In other states, the applicable term depends on whether the ward is a child or an adult. In these states, a child will have a guardian; the incapacitated adult will have a conservator.
Have Guardianship Questions? Contact an Attorney
Selecting a guardian is an important decision for a child or an adult. The well-being of an incapacitated person depends on a capable appointed guardian who will manage important decisions ranging from finances to health care.
With so much at stake, getting help from someone with expertise on the subject is a good idea. After learning a few guardianship basics, consider getting legal advice from a qualified family law attorney. Their experience can be both a boon and a relief.
Can I Solve This on My Own or Do I Need an Attorney?
- Guardianship is always a court process
- An attorney can help file a guardianship petition and represent your interests
- Legal advice during the planning, court processes, and interviews is helpful
- Your attorney can help you understand the final decision from the court
Get tailored advice for becoming or appointing a legal guardian. Many attorneys offer free consultations.

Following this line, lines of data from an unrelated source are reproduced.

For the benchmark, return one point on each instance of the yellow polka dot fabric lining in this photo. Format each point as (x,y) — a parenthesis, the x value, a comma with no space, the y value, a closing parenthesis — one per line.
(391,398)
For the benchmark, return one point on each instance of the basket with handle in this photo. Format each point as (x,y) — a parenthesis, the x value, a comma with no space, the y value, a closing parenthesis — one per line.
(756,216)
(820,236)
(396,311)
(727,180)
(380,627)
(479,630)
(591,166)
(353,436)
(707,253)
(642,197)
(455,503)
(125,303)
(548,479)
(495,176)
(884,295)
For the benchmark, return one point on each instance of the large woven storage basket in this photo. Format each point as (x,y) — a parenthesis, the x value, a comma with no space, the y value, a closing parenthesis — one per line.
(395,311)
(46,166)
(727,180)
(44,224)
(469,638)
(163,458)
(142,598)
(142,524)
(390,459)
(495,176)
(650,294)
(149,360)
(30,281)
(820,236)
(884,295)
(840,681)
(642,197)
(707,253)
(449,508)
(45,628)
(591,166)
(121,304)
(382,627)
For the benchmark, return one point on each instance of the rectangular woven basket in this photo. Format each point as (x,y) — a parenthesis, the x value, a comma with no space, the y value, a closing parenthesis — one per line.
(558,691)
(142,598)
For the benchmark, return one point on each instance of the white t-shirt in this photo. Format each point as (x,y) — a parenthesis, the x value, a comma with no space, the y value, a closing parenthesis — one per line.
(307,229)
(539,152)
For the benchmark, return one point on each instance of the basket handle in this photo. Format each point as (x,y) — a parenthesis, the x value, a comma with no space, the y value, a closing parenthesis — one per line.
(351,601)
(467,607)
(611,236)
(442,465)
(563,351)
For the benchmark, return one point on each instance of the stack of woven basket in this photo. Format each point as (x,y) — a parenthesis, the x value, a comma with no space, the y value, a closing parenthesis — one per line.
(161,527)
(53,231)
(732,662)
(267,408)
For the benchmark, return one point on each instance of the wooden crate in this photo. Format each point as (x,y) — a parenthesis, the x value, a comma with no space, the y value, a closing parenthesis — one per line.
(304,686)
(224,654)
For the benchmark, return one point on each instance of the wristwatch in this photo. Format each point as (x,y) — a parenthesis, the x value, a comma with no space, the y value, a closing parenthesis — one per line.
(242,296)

Don't Forget About Estate Planning
Once new guardianship arrangements are in place, it’s an ideal time to create or change your estate planning forms. Take the time to add new beneficiaries to your will. Consider creating a financial power of attorney so your agent can pay bills and make sure your children are provided for. A health care directive explains your health care decisions. It takes the decision-making burden off your children when they become adults.